(135f) Flare Efficiency Characterization Using Neural Network and Sigmoid Models

Authors: 
Damodara, V., Lamar University
Chen, D., Lamar University
Lou, H. H., Lamar University
Alphones, A., Lamar University
Li, X., Lamar University
Current EPA regulations have mandated a minimum combustion zone heating value of 270 BTU/scf and NHVdil >=22 Btu/ft^2 for all steam/air/non-assisted flares and 380 Btu/scf for H2/olefin interaction cases while maintaining a high Combustion Efficiency(CE). To achieve the target performance along with satisfying the EPA regulations, it is necessary to understand the influence of various operating parameters and determine their set points.
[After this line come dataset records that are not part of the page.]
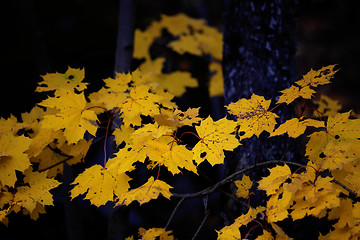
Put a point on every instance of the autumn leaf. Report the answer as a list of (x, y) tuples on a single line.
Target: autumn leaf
[(140, 101), (152, 233), (315, 78), (303, 88), (13, 157), (37, 192), (216, 84), (327, 106), (253, 116), (295, 127), (9, 125), (277, 176), (100, 184), (71, 79), (73, 117), (243, 187), (294, 92), (165, 151), (144, 39), (215, 137), (336, 146), (58, 152), (143, 194), (125, 158), (315, 198), (180, 24), (232, 232)]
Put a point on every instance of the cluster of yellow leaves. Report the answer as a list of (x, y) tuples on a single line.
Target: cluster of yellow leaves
[(303, 87), (53, 133), (152, 234)]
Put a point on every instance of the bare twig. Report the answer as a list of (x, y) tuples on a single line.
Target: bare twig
[(207, 213), (231, 178)]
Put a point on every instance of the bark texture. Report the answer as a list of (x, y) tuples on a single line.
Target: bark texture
[(258, 57)]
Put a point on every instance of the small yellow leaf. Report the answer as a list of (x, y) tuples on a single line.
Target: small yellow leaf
[(292, 93), (37, 192), (295, 127), (13, 157), (216, 85), (71, 79), (215, 137), (277, 176), (318, 77), (143, 194), (253, 116), (243, 186), (100, 184)]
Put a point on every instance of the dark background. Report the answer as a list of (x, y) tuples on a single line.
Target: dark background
[(82, 33)]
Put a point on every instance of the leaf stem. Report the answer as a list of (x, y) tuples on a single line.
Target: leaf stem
[(230, 178)]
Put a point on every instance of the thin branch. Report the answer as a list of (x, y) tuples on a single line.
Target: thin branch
[(352, 194), (207, 213), (174, 211), (231, 178)]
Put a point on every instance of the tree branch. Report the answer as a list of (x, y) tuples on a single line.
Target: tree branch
[(230, 179)]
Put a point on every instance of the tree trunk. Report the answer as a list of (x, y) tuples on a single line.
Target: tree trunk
[(119, 216), (258, 57)]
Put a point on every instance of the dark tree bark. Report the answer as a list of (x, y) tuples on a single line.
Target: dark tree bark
[(125, 36), (258, 57), (119, 216)]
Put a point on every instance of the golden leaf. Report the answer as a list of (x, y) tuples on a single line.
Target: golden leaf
[(100, 184), (71, 79), (143, 194), (243, 186), (215, 137), (13, 157), (253, 116)]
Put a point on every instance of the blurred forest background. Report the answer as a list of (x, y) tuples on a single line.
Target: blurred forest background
[(82, 33)]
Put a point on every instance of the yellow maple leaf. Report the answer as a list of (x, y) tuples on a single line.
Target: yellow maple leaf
[(180, 24), (100, 184), (165, 151), (9, 125), (71, 79), (293, 92), (327, 106), (216, 84), (176, 82), (140, 101), (186, 43), (59, 151), (277, 205), (179, 118), (243, 187), (280, 234), (144, 39), (315, 78), (311, 79), (125, 158), (143, 194), (13, 157), (232, 232), (253, 116), (277, 176), (73, 116), (265, 236), (315, 198), (37, 192), (153, 233), (295, 127), (215, 137), (336, 146)]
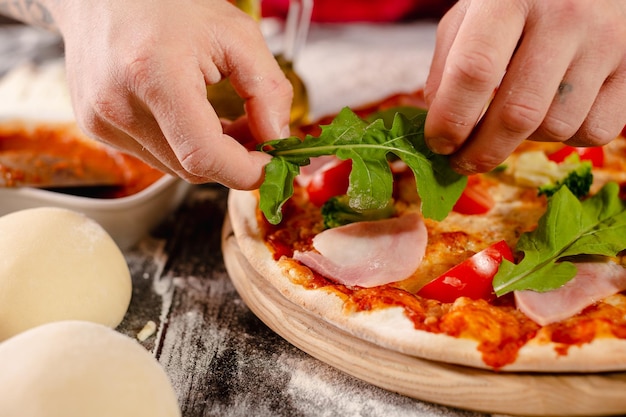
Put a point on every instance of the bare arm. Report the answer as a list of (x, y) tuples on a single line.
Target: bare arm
[(29, 11)]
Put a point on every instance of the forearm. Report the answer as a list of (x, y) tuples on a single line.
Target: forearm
[(34, 12)]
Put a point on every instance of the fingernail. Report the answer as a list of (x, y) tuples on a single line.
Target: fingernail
[(440, 145), (285, 132)]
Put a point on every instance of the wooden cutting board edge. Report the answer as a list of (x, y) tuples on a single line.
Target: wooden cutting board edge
[(528, 394)]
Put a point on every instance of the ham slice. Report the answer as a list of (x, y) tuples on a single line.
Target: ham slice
[(369, 253), (593, 282)]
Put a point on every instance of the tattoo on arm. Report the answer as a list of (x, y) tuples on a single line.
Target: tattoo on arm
[(29, 11)]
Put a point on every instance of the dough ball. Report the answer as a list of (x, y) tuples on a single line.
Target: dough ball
[(57, 264), (78, 369)]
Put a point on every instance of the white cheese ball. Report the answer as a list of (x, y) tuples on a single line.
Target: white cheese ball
[(57, 264), (79, 369)]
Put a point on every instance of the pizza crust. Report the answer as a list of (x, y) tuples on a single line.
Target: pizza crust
[(391, 329)]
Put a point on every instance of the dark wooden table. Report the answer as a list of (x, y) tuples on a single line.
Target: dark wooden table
[(221, 359)]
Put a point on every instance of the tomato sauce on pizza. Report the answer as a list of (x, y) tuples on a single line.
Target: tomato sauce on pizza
[(494, 211)]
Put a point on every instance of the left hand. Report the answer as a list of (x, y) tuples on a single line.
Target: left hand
[(558, 69)]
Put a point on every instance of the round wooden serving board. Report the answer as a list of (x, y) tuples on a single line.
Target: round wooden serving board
[(457, 386)]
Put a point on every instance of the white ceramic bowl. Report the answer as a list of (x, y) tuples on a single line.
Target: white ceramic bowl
[(127, 219)]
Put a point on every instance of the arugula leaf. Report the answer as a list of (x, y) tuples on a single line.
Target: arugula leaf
[(371, 180), (596, 226)]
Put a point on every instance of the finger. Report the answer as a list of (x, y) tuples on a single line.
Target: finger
[(194, 131), (520, 105), (473, 69), (447, 30), (267, 92), (606, 118), (127, 126)]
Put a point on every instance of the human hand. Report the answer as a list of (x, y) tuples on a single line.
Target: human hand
[(138, 70), (558, 69)]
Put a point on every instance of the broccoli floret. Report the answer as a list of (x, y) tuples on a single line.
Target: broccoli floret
[(578, 181), (534, 169), (337, 212)]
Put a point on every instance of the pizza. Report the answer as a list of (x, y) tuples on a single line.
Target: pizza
[(518, 269)]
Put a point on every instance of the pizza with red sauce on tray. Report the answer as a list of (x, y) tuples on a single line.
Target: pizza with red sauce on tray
[(518, 269)]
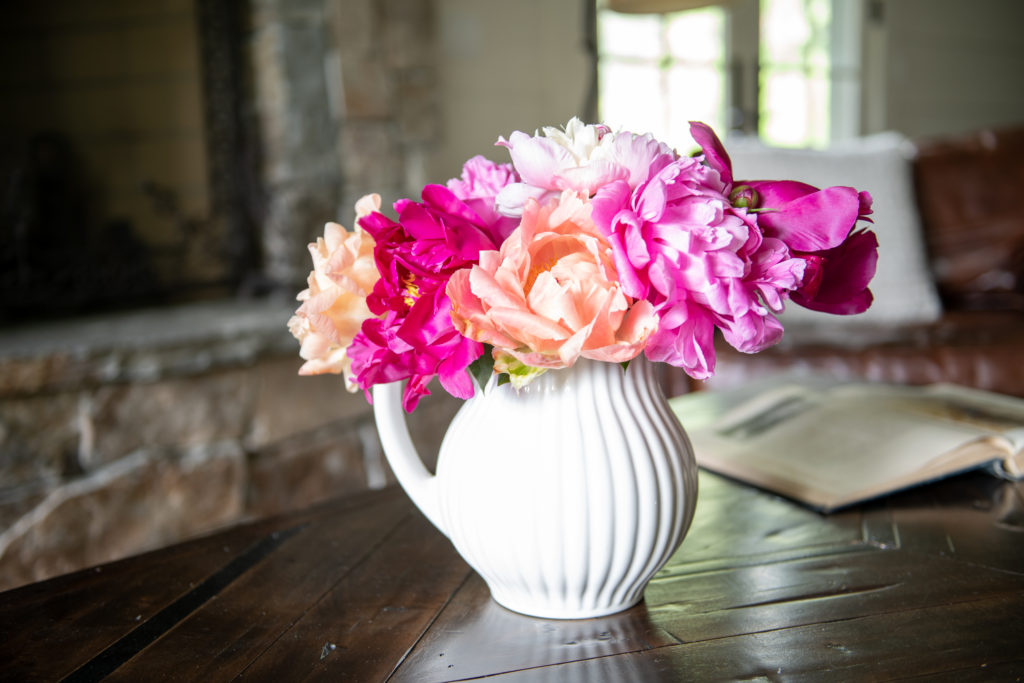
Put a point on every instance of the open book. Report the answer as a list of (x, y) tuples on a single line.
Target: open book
[(834, 445)]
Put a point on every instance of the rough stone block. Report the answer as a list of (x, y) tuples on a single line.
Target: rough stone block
[(186, 412), (147, 500), (306, 469), (39, 438), (287, 403)]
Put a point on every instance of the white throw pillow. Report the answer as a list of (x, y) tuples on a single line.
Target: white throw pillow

Studying the effect of operating parameters through experiments is both expensive and time intense. It would be more cost-effective to use validated models to guide flare operations. In this study flare data obtained from tests conducted from 1983 to 2014 has been analyzed. The data used in the study has a wide range of exit velocities, heating values and fuel compositions. The purpose of the study is to develop a model that can robustly be used in the industry to achieve the desired CE/Destruction Efficiency(DE) and reduce smoke. Its easier to control assist rates, exit velocities and the vent gas flow rates in an actual flare and so variables like these are used as independent variables in the models built. Multi-variable parameterized sigmoid models and a much complex neural network models were developed for the flare data using various types of fuels like propylene, propane, natural gas, methane and ethylene in this study. Contour plots were developed to determine the desired range of parameters for the independent variables. Both steam and air assist flares were modelled using curve fitting tool box and neural network toolbox in MATLAB. The models show high goodness of fit (R2)above 0.90. Desirable operating inputs can be set for the incipient smoke point (ISP) and for smokeless flaring (Soot<=Soot ISP) with a high CE (>=96.5).